Flanked by three destroyers, and with a guided missile cruiser also in the strike group, the John C. Stennis does not need to venture into waters claimed by China to send a message. China currently has just one aircraft carrier, the Liaoning, commissioned in 2012 and built in a hull purchased from the Ukraine. It is building a second one domestically.
The two countries’ navies have been abiding by a code they set up for unplanned encounters at sea, Hitchcock said. The code is “going very well.”
But it doesn’t extend to groups including the coast guard, and with China increasingly using its coast guard in the South China Sea as a de facto navy, security analysts have warned of the increased risk of a clash.

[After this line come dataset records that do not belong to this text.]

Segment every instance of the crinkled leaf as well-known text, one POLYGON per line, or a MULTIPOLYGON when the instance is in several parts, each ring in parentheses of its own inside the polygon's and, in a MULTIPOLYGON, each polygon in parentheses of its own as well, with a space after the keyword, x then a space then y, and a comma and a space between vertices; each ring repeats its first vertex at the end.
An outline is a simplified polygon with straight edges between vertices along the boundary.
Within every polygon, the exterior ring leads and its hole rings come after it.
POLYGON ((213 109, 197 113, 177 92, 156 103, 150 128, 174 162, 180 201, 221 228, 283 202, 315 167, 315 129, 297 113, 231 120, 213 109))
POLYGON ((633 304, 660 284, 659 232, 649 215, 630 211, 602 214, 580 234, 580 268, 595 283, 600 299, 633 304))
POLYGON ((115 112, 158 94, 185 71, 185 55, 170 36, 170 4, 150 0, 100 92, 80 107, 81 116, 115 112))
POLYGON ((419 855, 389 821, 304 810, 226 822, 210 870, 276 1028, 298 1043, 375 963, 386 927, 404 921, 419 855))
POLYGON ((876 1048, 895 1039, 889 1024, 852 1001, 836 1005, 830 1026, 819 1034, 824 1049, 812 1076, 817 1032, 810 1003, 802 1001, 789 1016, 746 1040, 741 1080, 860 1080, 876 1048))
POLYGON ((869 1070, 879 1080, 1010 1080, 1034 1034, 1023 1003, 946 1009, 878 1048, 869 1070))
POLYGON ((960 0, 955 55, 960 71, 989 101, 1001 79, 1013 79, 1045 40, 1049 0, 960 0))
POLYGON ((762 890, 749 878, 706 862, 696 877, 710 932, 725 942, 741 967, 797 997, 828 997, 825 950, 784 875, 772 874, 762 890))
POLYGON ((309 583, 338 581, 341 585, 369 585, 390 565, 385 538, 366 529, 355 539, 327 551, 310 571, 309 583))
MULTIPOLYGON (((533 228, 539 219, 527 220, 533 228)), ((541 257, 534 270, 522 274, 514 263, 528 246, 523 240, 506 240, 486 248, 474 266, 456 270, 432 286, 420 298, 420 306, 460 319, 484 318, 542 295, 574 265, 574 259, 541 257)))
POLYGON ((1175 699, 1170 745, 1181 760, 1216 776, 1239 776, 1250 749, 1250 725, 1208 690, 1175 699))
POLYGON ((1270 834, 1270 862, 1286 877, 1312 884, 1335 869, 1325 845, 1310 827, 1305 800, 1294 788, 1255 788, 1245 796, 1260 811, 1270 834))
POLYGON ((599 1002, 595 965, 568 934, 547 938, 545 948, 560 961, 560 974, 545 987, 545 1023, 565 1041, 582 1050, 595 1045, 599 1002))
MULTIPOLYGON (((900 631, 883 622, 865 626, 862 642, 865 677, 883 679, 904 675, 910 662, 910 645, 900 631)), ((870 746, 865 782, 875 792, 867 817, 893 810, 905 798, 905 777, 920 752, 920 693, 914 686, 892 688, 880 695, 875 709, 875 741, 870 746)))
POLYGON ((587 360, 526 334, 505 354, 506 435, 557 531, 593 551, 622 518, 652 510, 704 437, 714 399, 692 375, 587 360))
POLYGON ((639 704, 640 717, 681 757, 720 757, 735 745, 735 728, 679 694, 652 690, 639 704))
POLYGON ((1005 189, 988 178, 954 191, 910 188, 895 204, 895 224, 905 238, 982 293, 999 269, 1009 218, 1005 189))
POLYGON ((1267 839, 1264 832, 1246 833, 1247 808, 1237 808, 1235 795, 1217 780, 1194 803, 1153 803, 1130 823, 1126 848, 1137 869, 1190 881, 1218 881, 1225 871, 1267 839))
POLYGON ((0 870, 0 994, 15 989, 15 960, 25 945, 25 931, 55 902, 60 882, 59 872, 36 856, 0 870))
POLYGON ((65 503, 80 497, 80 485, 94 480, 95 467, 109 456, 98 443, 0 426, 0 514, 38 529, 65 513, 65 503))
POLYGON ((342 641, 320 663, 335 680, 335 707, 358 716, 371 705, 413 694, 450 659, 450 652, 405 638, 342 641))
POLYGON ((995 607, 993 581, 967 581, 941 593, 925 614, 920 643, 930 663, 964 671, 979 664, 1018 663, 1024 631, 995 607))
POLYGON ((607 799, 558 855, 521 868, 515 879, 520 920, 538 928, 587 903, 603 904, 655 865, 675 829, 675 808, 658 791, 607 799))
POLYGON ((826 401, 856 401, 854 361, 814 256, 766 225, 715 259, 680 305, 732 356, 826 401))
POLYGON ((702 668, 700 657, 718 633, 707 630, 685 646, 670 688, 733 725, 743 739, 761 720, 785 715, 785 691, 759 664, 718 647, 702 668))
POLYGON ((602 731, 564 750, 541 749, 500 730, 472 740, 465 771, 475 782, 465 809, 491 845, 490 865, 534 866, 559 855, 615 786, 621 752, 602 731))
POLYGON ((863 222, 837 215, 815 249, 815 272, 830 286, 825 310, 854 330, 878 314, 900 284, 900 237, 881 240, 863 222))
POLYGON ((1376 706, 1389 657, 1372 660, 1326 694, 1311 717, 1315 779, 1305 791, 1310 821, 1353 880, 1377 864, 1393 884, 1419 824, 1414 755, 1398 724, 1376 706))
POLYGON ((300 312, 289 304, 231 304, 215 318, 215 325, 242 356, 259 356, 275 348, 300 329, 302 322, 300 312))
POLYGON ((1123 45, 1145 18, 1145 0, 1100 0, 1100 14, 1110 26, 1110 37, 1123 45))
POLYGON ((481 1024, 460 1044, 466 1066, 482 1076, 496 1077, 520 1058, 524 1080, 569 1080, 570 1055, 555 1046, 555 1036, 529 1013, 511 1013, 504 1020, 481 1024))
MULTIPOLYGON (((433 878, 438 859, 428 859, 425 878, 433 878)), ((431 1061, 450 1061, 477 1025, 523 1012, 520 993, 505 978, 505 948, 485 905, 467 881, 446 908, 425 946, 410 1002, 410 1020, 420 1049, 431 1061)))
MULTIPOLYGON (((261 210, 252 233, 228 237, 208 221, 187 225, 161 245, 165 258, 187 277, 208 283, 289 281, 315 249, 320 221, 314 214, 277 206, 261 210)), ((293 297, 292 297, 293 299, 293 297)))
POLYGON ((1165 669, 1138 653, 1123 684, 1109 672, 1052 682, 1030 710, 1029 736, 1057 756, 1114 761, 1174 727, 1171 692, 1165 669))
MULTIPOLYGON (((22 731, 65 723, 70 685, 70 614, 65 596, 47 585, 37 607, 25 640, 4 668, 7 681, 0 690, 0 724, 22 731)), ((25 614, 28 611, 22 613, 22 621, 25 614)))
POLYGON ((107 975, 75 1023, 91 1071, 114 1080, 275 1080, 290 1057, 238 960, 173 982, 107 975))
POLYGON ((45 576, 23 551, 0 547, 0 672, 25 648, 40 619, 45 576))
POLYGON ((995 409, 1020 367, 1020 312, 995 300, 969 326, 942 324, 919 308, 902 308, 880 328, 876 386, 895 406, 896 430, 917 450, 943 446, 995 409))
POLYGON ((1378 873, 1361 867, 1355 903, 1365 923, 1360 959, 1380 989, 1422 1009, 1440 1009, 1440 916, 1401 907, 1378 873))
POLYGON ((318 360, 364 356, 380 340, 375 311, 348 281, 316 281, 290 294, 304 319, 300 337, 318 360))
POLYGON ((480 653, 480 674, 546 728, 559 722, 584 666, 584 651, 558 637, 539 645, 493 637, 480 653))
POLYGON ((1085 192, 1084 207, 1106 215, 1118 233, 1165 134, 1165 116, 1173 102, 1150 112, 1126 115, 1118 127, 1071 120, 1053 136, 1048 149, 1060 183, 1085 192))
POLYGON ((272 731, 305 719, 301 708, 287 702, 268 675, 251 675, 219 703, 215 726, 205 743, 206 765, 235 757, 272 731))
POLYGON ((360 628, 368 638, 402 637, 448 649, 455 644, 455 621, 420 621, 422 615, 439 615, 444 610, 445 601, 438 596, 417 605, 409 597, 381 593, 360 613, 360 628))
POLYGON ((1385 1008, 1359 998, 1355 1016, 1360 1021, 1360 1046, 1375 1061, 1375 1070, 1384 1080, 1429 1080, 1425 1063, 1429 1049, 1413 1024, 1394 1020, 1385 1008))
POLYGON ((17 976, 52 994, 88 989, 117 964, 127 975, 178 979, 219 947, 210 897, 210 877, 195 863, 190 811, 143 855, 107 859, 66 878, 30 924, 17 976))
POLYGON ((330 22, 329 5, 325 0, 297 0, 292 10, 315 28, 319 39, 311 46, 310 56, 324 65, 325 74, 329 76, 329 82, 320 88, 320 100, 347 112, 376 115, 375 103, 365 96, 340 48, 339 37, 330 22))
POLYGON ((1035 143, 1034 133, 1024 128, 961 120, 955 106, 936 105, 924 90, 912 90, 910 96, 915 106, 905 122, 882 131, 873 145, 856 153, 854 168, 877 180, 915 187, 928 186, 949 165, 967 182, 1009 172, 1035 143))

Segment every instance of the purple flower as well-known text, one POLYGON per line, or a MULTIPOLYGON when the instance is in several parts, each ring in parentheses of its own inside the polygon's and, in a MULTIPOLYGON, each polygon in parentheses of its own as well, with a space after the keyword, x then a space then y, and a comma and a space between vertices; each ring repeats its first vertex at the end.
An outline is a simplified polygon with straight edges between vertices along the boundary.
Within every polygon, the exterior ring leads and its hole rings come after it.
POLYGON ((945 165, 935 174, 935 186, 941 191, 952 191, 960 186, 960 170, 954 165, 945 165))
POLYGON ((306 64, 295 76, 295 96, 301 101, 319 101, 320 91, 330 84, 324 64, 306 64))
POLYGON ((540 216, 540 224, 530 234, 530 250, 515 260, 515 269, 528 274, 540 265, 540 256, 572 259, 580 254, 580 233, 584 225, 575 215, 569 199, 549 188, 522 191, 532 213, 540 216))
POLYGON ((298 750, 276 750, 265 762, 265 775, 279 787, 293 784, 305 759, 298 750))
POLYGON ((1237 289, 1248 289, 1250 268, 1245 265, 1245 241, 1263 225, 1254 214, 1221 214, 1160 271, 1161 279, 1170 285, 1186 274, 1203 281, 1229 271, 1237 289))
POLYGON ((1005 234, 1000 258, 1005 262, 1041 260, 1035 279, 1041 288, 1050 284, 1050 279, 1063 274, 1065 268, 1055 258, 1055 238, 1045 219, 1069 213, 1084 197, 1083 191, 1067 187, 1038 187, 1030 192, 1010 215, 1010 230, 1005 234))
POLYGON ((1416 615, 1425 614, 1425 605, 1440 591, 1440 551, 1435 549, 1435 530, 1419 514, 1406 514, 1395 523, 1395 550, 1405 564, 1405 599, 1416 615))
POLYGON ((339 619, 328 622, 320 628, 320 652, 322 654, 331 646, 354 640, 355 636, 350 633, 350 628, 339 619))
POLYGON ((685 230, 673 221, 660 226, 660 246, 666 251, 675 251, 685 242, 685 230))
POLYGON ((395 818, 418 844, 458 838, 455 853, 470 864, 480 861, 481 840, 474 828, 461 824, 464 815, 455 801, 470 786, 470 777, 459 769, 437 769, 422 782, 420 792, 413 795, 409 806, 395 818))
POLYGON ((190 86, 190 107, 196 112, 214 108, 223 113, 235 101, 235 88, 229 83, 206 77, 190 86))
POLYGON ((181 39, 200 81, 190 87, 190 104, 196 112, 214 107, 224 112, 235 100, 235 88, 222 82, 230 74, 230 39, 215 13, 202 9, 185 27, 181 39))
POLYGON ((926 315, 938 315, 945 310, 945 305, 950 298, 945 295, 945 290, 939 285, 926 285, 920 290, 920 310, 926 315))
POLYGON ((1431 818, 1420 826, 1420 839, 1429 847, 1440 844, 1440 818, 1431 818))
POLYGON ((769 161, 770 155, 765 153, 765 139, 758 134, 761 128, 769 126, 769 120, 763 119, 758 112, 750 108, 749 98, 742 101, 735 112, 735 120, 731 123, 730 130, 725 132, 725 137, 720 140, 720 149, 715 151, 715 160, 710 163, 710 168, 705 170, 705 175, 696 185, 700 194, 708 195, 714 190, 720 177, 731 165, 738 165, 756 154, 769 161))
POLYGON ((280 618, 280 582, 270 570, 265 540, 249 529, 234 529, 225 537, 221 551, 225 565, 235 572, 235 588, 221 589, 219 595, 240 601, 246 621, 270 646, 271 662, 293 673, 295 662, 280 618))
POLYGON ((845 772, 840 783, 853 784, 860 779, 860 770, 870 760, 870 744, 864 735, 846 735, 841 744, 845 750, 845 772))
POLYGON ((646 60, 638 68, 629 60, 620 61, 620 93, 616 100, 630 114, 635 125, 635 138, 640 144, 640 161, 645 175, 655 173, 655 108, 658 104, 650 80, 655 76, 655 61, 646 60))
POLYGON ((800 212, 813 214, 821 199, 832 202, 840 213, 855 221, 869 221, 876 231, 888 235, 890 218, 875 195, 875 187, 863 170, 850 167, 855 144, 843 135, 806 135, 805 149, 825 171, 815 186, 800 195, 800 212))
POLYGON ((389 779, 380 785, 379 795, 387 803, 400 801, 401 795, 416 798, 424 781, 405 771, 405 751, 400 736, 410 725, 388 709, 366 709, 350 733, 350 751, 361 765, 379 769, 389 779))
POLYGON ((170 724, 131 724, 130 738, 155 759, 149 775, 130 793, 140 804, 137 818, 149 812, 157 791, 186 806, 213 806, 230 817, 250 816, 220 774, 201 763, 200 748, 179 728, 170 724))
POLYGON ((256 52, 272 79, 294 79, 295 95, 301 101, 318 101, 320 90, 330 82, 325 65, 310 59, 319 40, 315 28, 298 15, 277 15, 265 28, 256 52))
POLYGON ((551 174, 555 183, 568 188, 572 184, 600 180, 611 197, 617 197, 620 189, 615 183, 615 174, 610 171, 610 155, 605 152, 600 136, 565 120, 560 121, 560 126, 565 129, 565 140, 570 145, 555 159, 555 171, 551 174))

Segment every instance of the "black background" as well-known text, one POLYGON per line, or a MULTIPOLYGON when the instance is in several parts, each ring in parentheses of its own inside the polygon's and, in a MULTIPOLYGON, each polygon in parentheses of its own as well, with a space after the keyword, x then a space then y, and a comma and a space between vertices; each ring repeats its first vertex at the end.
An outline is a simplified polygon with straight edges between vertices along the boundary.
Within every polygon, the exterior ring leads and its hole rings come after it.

In March, an Indonesian patrol ship was caught up in a scuffle with Chinese coast guard vessels over a fishing boat that was snared inside Indonesian waters, and the country has now pledged to deploy F-16 fighter jets to the area.
Hitchcock is among the senior navy officers urging coast guards to develop a similar code. “It’s an absolutely reasonable way to make sure we are No. 1 understanding each other and communicating our intent,” he said. “Once people understand each other and communicate their intent, I think you find reasonable people make reasonable decisions to go about their business in a responsible fashion.”
The presence of the John C. Stennis and a recent visit to the region by Defense Secretary Ash Carter — including a trip to the carrier — coincided with a ramping up of activity by China.
Central Military Commission Vice Chairman Fan Changlong, second-only in military rank to President Xi Jinping, made a visit this month to Fiery Cross Reef. A PLA plane also landed on a reef this month in what the official Xinhua News Agency described as a medical rescue mission.
Hitchcock said the increased U.S. military presence in Southeast Asia does not risk making things worse. Last year, the U.S. began to challenge China by sailing warships near its reclaimed reefs in so-called freedom of navigation operations.
“This is a routine, scheduled deployment,” Hitchcock said. “We’ve committed to unimpeded commerce in this region.”
The resumption of freedom of navigation operations in the area is not a challenge to sovereignty, he added. “They are challenges to excessive territorial claims. We take no position on sovereignty other than to say we hope there is a peaceful and diplomatic resolution to sovereignty challenges here in this region.”